Lors de son déplacement au Portugal, ce samedi, Elisabeth Borne a remis sur la table la possibilité de dissoudre l'Assemblée nationale. Un coup de pression de l'exécutif sur les oppositions, un mois seulement après celui d'Emmanuel Macron.

Un coup de pression sur les oppositions. Pour son premier déplacement à l'étranger en tant que Première Ministre, au Portugal, Elisabeth Borne a évoqué à son tour la menace d'une dissolution de l'Assemblée nationale. Dans une interview accordée au journal portugais "Publico", la Première ministre a expliqué que "revenir aux urnes peut être un chemin" si "une alliance pour faire tomber le gouvernement (se forme) de la part de groupes qui ne peuvent pas gouverner ensemble". C'est-à-dire en cas de vote d'une motion de censure par LR, le RN et la Nupes.

Elisabeth Borne reproche notamment à l'alliance de la gauche de s'être réjouie du soutien du RN pour tenter de renverser le gouvernement. Elle évoque une alliance "choquante": "Certains sont prêts à tout pour faire tomber le gouvernement y compris à abandonner leurs valeurs."
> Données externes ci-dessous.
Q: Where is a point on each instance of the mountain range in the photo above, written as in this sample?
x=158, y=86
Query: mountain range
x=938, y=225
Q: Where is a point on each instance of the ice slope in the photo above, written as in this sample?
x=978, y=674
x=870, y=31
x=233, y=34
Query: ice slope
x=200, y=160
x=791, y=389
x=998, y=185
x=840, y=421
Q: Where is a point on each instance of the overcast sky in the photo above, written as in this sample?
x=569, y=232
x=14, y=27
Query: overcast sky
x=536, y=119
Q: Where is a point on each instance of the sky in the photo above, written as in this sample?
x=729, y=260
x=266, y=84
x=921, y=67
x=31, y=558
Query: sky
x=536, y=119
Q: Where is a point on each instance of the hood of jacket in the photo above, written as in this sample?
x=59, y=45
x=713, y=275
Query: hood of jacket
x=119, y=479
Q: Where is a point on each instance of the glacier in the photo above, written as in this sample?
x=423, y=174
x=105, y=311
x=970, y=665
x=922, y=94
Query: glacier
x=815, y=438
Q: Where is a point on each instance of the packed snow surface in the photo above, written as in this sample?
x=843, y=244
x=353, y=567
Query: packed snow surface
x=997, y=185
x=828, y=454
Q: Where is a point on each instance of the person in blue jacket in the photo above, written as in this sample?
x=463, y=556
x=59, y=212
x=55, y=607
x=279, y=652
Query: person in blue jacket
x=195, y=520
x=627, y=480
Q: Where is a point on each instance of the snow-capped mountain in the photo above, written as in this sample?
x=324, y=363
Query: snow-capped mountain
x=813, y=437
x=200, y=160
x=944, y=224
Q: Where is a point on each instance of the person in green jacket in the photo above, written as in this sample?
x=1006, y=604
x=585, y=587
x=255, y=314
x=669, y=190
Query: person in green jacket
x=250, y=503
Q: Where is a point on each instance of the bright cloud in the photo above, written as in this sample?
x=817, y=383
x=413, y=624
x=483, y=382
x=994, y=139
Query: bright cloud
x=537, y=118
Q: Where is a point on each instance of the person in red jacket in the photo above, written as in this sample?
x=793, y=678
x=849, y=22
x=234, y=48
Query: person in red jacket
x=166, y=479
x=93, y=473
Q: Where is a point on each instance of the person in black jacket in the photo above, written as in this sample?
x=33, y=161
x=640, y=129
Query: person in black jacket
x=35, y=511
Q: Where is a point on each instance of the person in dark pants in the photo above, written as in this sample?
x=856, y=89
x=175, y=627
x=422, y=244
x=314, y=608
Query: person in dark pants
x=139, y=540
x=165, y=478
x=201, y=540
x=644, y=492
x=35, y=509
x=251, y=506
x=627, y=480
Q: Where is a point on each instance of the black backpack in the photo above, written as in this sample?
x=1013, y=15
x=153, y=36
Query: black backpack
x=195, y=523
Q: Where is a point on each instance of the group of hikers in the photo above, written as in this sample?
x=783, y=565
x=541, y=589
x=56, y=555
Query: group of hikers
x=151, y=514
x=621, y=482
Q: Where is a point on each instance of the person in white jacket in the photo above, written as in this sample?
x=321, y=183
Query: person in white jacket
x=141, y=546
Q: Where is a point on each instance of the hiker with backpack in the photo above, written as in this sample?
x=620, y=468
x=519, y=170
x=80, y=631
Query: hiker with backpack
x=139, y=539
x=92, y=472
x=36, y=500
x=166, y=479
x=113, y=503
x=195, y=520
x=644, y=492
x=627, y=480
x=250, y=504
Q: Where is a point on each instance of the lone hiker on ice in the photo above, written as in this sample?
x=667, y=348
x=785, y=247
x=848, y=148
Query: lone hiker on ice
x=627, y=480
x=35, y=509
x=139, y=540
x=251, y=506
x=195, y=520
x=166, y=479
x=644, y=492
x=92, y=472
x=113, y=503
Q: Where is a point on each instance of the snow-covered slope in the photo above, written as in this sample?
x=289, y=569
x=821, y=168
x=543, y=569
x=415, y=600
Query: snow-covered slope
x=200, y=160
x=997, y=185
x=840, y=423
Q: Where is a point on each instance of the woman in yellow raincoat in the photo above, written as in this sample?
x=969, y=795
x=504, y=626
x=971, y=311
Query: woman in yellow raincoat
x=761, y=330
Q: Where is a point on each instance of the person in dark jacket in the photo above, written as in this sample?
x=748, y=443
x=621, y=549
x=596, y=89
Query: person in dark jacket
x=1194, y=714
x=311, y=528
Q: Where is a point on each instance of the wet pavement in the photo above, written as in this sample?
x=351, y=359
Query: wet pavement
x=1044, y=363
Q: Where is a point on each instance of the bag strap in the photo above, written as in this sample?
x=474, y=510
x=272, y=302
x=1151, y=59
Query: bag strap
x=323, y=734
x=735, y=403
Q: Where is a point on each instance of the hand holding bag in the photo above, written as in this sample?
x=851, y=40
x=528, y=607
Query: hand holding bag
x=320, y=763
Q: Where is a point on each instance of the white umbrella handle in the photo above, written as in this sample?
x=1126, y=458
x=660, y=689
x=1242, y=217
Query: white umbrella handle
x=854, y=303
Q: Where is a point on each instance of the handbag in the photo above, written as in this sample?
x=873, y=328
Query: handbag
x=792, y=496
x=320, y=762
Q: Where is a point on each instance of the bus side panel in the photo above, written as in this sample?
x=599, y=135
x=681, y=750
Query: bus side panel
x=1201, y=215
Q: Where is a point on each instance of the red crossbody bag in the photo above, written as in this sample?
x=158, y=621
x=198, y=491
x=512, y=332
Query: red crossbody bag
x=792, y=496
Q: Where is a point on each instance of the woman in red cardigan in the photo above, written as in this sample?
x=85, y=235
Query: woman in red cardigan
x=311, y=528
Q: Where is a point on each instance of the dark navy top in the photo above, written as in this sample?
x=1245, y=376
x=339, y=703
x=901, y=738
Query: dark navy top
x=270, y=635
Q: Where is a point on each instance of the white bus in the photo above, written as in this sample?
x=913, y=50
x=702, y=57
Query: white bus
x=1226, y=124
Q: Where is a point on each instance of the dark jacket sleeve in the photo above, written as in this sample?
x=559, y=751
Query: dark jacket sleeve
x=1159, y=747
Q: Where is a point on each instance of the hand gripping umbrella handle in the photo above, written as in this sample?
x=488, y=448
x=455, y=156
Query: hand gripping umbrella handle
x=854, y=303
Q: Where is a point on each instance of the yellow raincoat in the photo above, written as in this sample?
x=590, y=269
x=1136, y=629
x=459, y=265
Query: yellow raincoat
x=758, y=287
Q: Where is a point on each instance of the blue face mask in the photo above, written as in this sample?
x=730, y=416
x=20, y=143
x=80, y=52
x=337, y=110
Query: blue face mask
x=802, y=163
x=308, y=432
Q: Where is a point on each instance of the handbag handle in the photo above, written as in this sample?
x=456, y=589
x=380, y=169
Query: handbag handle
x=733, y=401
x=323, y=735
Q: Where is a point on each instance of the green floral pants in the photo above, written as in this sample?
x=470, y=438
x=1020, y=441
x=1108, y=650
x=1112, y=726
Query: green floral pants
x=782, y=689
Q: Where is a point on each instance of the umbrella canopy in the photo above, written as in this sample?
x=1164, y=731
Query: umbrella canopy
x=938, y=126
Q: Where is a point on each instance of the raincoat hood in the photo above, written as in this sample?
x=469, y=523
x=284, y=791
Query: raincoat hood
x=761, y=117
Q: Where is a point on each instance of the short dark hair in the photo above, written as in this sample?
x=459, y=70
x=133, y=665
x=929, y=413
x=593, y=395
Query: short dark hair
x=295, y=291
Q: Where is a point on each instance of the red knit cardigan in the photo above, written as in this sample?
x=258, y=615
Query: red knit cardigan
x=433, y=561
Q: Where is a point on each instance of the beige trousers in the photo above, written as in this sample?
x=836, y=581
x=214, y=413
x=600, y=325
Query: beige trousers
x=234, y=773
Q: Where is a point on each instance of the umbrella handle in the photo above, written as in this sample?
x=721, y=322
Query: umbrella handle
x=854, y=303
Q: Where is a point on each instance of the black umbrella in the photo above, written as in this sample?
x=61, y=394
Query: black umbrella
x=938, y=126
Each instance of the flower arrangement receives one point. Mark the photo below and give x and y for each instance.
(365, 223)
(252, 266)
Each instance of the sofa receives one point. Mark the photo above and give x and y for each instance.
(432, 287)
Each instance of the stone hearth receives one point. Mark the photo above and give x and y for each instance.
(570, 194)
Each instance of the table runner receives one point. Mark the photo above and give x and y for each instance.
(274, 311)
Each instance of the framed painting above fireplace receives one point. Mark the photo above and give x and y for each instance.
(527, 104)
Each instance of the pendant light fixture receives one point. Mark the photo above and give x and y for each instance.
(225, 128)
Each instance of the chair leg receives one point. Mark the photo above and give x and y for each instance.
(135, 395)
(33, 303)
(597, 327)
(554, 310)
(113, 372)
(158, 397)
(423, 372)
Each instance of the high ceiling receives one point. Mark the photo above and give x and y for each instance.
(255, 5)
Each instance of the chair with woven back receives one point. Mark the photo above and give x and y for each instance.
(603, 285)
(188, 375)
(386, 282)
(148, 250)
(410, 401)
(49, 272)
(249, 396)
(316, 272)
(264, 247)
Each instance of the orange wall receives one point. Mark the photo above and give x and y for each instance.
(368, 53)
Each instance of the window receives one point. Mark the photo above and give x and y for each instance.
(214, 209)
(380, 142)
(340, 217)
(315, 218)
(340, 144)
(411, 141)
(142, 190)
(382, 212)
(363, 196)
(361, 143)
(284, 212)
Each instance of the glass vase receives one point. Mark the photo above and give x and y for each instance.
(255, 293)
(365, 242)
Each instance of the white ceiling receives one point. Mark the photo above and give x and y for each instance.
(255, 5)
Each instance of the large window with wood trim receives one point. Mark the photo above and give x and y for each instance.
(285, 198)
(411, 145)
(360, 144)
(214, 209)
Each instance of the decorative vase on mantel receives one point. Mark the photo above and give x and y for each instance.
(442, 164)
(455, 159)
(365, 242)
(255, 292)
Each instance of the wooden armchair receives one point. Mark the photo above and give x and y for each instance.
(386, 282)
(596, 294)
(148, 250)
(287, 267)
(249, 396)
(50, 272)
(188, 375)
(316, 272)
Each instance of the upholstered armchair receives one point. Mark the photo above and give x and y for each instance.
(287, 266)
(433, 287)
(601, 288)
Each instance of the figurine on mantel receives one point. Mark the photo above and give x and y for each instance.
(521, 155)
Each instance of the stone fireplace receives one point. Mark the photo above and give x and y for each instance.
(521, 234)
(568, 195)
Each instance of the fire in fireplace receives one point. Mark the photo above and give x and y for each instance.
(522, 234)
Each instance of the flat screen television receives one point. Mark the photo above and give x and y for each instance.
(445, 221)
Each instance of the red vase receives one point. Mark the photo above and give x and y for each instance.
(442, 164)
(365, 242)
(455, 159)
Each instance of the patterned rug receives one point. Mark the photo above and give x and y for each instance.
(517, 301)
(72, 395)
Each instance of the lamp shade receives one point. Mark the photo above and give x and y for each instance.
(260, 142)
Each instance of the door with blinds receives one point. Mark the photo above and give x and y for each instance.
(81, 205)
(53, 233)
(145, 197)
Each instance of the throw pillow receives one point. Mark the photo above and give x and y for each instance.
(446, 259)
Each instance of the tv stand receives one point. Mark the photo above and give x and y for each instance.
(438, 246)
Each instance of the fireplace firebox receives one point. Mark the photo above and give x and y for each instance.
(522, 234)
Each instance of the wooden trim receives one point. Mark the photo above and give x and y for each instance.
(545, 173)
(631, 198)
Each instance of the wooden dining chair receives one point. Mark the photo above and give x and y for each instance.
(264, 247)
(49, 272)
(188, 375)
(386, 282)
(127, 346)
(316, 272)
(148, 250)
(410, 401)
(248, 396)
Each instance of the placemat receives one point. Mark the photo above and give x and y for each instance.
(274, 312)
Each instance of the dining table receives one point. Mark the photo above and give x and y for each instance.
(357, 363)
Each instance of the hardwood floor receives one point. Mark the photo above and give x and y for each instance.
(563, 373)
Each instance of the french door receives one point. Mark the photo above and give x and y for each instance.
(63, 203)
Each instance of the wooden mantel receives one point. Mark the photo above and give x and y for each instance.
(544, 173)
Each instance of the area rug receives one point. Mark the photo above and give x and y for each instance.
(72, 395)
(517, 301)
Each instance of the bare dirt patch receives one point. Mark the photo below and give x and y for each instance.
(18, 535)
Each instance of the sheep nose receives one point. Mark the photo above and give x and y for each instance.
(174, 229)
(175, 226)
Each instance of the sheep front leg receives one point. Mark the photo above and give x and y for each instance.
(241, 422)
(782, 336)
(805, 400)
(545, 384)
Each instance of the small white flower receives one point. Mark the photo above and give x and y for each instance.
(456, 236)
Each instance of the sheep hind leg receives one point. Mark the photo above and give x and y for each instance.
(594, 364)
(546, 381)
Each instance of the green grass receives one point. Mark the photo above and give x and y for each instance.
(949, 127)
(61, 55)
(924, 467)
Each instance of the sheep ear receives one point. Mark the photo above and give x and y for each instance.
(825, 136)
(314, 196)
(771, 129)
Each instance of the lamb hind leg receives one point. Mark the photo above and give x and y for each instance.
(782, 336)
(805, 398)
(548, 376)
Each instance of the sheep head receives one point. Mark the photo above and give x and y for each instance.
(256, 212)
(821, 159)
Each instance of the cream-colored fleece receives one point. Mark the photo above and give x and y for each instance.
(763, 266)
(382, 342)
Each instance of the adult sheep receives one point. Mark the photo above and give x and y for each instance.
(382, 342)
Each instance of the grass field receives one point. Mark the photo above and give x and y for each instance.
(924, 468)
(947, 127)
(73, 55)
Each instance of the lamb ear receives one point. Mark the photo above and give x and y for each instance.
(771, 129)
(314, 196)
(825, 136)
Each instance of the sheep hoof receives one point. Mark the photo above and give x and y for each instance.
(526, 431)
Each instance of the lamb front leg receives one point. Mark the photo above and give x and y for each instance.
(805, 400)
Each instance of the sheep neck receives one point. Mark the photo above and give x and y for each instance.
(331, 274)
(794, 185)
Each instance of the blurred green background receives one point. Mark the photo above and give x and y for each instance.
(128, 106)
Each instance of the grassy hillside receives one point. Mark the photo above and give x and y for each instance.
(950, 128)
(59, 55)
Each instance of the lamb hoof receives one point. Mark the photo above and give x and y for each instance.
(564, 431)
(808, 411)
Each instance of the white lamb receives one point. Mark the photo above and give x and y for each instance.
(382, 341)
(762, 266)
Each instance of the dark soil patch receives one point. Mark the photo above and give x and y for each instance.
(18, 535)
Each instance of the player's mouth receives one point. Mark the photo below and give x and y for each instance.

Cette déclaration de la Première ministre vient après deux semaines de fortes tensions et de difficultés à l'Assemblée nationale, où son gouvernement ne dispose que d'une majorité relative. Une situation qui l'oblige à multiplier les recours à l'article 49-3 de la Constitution qui permet d'adopter un texte sans vote, mais qui autorise les oppositions à déposer des motions de censure, déjà enclenché à trois reprises par le gouvernement, sur les votes budgétaires 2023 et de la Sécurité sociale.

Pas le scénario favori de l'exécutif

Un nouveau coup de pression, un mois après celui du président. Fin septembre, pendant un dîner à l’Elysée, sur le dossier de la réforme des retraites, texte qui suscite de nombreuses oppositions, Emmanuel Macron avait prévenu que "si c’est la chienlit, tout le monde repart en campagne."

Pour autant malgré les apparences, la dissolution n'est pas l'option favorite du couple exécutif. Preuve en est, mercredi dernier Emmanuel Macron proposait une alliance aux députés Les Républicains, manière ainsi de former la majorité absolue qui lui manque.

"Le président n'a aucun intérêt à dissoudre" analyse un stratège macroniste, "parce que rien ne lui assure d'obtenir plus de députés Renaissance qu'il n'en a aujourd'hui."

En effet, l’arme de la dissolution est à double tranchant et utilisée au mauvais moment, à mauvais escient, elle peut être fatale. En 1997, Jacques Chirac avait dissout l'Assemblée nationale. De 242 députés RPR lors de la législature précédente, le RPR n'en avait plus que 140 après les élections législatives de juin 1997. Une dissolution, synonyme ici de cohabitation avec la "gauche plurielle".